How is everything going? I have definitely had better days/weeks than
this myself, so I hope things are better for you. I’m sitting here (you guessed it, at work) at
about 10:30 at night. I’ve been sitting
here in front of two different terminals working on two different programs in
two different languages for almost four hours now. Neither one of the programs is going worth
shit, and I’m getting more and more frustrated as time goes on. Almost as frustrated as when I called you the
other night, and you interrupted me at least twice. I will not tolerate interrupting Doll Face. You know what Daddy will do should
you interrupt me again? Anyway, writing
to you is going to be a nice little way to keep my sanity.
I just keep telling myself that I
only have two weeks left to go…just two weeks…just two weeks…just two weeks…I’m
getting sleep…Boy am I getting sleepy! I
think I could tell you an interesting story when I went to the bathroom
upstairs. With my pants around my ankles, jacking off as I’m thinking of you
<sorry if I’m being a little crass; we all do it,> I noticed a piece of graffiti
above the toilet in the stall. It said: “Acid consumes 47 times its own weight in
excess reality.” Sorry, but I just found
that kind of funny.
Anyways, at the moment I’m sort of
out of touch with reality. My brain is
getting kind of fried, and I just don’t care.
I’m tired and weary and depressed and all I want to do is leave my
fucking job and be done with school. I’ve
been getting between seven and eight hours of sleep each night, but I’m still
tired as hell. My wife is always leering
over my shoulder demanding my attention, and I’m sick of this shit. I wish I could have talked to you
tonight. It may have helped with my temperament
a little. What I need is either a twelve hour night of
sleep or a good cry or both of the above.
Somehow I don’t think I’ll get either.
So I get to play the old grin and bear it game.
I wish it was easier for us to
make connections. You called me Monday
night, but I was gone and didn’t get back home until 1:00 a.m. Tonight I called you, and you were gone. I’m guessing you had play practice, so the
earliest I’ll probably be able to talk to you is Thursday. It’s not like I won’t be able to survive, but
I have to admit that I’m starting to get that falling feeling about you. While I’m trying to keep my desires in check
and reduce the wanting, I really hope you have some time to talk with me this
weekend.
I’ve been having some fatalistic
thoughts lately that I haven’t had for quite a while, not since before I was
married. Thoughts about how interesting
it would be to die and see what happens next.

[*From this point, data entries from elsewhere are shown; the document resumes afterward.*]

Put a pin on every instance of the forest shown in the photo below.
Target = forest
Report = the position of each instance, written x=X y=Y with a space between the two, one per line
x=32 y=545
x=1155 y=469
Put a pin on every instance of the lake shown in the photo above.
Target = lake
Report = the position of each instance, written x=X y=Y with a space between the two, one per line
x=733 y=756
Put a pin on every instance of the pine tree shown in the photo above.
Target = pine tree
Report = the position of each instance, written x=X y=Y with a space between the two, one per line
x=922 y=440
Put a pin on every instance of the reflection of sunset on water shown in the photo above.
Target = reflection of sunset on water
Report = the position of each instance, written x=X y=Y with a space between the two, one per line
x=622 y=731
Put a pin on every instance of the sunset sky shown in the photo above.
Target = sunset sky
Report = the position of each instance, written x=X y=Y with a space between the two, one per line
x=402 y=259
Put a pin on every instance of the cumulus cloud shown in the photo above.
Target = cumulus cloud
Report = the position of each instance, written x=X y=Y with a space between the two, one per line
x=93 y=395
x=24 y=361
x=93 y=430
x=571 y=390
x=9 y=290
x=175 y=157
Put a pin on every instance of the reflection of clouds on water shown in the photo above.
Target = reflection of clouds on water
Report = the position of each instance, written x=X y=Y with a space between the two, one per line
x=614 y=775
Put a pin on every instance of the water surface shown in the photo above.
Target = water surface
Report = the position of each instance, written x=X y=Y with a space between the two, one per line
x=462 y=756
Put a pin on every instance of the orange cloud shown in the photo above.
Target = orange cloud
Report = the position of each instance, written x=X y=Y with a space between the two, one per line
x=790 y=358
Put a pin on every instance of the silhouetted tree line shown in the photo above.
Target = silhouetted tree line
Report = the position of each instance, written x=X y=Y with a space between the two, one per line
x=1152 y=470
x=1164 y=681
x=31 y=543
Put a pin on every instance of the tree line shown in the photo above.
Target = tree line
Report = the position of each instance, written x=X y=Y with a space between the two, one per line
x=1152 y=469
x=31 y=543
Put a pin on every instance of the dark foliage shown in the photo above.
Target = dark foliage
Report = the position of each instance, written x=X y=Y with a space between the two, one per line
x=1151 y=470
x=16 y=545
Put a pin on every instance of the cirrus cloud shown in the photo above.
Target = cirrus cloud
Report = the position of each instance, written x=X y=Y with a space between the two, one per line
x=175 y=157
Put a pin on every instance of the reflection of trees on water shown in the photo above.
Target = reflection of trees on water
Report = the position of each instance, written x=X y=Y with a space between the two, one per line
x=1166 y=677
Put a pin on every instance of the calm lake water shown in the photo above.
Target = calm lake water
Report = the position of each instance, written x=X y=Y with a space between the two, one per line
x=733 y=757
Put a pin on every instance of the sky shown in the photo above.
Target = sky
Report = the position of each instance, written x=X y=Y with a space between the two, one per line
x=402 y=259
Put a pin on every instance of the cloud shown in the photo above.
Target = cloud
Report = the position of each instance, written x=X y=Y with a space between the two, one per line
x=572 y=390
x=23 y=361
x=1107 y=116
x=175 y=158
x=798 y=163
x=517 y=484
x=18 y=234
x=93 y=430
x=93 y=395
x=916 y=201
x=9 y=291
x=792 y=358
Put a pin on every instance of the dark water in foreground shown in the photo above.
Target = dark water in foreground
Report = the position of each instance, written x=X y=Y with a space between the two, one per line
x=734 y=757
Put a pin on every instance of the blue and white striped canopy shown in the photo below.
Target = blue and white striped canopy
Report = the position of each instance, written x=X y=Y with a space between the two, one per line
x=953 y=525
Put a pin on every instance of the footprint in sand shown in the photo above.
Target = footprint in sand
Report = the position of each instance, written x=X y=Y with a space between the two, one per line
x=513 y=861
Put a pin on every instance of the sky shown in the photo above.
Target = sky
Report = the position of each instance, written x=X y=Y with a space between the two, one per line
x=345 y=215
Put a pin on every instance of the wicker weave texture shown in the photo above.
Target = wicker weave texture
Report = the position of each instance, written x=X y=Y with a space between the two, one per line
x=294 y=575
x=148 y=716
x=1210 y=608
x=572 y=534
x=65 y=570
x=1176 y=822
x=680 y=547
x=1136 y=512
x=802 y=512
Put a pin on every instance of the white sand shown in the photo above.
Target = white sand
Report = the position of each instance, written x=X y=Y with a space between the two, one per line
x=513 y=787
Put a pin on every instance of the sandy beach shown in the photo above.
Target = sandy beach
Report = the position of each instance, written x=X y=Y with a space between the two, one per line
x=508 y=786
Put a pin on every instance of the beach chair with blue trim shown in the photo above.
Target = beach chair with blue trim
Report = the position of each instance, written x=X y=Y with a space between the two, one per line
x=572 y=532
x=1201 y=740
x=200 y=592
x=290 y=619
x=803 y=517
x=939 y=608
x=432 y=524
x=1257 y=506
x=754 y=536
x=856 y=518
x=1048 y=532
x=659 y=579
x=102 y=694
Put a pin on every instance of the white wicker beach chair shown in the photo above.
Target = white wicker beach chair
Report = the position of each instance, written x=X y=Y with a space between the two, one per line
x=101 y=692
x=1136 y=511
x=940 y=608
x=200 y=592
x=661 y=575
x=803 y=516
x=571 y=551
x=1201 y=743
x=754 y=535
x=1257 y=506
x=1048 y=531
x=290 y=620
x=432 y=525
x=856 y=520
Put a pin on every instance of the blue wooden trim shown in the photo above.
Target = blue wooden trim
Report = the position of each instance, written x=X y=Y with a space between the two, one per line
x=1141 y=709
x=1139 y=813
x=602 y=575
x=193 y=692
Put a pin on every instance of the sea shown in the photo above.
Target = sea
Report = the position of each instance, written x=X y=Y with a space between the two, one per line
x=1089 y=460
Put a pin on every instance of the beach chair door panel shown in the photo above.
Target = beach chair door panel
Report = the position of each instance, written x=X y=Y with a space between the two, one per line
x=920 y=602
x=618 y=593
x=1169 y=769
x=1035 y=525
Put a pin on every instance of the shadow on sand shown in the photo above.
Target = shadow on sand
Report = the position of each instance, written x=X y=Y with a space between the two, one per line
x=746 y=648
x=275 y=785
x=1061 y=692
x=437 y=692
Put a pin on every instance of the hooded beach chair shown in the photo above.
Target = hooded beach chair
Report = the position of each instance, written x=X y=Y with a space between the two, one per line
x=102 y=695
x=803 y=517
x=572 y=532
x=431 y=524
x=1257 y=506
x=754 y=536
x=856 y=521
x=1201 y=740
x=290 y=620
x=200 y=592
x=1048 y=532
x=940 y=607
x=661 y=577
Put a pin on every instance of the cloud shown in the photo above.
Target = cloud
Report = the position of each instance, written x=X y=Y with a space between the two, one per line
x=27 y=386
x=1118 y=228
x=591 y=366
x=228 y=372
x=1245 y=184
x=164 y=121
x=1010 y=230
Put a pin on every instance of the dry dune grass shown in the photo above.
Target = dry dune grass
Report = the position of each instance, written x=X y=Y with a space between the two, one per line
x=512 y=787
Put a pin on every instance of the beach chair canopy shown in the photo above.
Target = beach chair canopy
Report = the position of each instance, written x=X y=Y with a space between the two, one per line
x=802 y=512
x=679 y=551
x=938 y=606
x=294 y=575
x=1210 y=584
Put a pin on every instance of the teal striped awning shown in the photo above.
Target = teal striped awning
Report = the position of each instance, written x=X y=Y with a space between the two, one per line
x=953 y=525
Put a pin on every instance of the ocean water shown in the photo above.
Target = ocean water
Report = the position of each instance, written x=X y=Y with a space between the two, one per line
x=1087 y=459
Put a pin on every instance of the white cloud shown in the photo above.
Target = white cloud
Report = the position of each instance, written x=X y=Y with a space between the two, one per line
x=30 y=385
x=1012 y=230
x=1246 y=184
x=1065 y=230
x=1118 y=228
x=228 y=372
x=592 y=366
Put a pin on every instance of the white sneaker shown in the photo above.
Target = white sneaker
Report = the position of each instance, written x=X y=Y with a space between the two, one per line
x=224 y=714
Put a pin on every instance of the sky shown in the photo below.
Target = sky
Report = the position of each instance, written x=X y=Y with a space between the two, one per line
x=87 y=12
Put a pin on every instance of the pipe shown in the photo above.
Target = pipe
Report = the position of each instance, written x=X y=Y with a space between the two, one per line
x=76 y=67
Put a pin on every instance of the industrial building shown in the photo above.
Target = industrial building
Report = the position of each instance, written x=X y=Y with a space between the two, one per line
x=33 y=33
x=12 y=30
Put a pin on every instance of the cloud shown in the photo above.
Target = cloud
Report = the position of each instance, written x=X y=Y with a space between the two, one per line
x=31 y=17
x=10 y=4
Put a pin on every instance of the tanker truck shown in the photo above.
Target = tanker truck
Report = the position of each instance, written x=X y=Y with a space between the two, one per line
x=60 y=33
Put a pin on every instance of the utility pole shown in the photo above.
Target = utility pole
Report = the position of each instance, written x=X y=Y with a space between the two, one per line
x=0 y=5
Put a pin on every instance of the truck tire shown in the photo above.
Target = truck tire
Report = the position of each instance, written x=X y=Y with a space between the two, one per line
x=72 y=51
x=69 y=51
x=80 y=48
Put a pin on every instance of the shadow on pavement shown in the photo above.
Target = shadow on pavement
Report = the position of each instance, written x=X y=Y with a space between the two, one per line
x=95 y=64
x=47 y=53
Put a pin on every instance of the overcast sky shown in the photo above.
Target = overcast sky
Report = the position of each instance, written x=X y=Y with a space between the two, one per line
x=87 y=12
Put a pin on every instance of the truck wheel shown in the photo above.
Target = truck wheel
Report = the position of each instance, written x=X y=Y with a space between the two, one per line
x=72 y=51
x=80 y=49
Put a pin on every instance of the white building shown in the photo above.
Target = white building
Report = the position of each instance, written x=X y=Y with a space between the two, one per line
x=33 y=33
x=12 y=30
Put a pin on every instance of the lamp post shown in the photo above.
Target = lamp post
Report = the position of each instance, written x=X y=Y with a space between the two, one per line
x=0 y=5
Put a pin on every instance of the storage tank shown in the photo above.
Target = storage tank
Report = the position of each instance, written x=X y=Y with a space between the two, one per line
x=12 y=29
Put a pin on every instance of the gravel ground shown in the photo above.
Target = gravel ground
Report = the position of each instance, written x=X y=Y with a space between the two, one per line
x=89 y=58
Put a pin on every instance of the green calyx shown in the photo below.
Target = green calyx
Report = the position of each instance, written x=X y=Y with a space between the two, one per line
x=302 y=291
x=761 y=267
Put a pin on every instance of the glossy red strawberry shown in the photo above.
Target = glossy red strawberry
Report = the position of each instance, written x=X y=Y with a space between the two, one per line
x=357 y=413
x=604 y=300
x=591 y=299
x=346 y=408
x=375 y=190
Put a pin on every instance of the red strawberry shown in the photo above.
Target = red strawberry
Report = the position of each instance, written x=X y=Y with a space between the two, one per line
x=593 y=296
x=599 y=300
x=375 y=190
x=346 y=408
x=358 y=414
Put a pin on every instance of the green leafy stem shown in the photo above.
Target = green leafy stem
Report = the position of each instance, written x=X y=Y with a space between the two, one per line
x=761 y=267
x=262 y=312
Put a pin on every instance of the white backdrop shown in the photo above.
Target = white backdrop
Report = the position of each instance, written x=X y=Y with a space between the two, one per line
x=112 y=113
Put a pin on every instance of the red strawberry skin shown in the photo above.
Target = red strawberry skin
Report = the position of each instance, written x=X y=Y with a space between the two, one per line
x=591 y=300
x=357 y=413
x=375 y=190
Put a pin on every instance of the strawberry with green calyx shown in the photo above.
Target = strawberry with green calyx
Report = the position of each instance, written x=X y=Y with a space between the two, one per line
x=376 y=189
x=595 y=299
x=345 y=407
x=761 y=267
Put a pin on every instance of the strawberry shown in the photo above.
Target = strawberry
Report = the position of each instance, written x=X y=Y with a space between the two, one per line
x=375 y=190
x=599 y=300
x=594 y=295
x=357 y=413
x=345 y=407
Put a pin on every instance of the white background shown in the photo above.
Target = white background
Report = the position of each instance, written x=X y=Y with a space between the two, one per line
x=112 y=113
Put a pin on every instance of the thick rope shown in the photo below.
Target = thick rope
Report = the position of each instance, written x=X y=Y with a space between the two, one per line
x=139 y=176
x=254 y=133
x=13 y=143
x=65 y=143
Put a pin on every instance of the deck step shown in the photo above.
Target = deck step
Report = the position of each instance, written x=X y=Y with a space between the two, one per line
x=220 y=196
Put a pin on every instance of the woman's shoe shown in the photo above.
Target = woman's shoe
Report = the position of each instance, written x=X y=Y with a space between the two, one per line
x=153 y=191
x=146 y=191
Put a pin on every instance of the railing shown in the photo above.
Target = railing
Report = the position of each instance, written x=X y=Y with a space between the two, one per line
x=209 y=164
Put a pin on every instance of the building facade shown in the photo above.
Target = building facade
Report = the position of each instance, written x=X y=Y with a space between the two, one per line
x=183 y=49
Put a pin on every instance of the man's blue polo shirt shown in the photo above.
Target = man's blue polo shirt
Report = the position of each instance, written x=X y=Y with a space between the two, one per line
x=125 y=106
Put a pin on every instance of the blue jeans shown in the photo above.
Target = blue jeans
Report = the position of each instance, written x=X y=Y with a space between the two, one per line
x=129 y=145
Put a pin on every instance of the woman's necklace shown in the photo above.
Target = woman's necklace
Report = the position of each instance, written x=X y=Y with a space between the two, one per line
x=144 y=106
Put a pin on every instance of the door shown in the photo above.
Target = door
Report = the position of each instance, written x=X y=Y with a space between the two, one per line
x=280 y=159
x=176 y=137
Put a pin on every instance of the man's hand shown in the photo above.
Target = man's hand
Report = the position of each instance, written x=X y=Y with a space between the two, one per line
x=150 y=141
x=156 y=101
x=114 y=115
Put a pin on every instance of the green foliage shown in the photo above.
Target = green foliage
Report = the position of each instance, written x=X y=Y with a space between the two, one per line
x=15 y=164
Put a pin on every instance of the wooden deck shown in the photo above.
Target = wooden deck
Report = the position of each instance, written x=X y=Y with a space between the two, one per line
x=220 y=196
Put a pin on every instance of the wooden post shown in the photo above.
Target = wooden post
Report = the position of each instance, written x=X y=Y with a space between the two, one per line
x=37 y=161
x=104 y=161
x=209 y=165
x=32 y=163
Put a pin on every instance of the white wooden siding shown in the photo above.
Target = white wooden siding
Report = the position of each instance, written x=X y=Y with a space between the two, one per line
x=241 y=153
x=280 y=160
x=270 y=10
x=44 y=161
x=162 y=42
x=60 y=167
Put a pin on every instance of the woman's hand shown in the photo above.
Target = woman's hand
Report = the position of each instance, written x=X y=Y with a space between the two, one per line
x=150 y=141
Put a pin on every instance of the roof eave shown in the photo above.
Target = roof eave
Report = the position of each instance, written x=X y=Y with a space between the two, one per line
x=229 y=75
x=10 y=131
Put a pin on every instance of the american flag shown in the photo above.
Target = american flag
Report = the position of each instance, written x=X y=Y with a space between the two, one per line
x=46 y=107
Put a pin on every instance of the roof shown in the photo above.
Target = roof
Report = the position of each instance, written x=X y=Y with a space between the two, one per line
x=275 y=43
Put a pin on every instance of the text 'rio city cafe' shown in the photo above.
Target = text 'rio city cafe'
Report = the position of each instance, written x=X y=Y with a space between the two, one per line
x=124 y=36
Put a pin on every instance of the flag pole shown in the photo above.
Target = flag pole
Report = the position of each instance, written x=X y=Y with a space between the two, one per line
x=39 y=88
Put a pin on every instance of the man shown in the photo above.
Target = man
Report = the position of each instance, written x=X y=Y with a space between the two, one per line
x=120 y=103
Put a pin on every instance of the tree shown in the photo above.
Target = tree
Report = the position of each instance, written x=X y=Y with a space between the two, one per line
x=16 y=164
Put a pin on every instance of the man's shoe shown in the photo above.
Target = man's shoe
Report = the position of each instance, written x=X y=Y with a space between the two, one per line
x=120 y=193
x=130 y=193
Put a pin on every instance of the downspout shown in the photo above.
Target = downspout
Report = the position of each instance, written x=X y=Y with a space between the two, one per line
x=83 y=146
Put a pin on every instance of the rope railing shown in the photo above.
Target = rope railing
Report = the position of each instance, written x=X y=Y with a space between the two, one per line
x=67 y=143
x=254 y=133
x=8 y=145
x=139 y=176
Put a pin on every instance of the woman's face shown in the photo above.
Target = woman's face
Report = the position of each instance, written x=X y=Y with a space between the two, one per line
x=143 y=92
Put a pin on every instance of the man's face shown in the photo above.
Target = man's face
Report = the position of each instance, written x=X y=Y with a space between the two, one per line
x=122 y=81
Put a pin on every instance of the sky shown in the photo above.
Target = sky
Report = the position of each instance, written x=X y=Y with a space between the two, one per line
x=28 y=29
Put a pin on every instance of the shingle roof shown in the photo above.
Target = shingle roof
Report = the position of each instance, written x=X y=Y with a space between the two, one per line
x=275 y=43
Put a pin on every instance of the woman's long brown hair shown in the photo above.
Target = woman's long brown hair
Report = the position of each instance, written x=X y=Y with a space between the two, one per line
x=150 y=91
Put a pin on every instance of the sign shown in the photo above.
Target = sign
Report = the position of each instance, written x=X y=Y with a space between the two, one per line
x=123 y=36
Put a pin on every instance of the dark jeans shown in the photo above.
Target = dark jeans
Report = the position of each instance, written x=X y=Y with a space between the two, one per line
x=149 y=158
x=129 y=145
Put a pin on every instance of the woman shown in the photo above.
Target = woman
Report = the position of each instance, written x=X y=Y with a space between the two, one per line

The feeling I’ve been having has been sort of a Hindu kind of
thing: I feel my soul leaving my body
and flowing into the world, becoming one with the hills and trees, the cumulous
clouds, and the animals in the forest. There
are no singular identities, just the world as a whole. It’s a very peaceful vision, and at times
very compelling also.
Well S-Person, I’ll leave you with
a quote from the liner notes of an album by the group Propaganda. “Without love, beauty, and danger it would be
almost easy to live.” Cheers to a
complicated world that we take one day at a time. Looking forward to a hand job from you baby
<mental image>. Goodnight.
Max
I think I spotted a typo. Did you mean to say 'tired as well' or 'tired as hell'?
ReplyDeleteRemembering a conversation I had, not long ago, in which someone interrupted me a few times and I can identify with Max. Irritating, to say the least.
I'm getting a sense of the nature of this relationship but there are still aspects I'm finding confusing. Really hoping it clarifies itself as I'm finding myself intrigued.
Hi Nick. Pull up a chair and critique away. Do you have a minute? I was hoping you did. Corrected the typo. It's 1:15 here at an undisclosed location in the Midwest, and like Max I guess I am tired as hell too. Hope your intrigue lingers for an indefinite length of time. Smooches!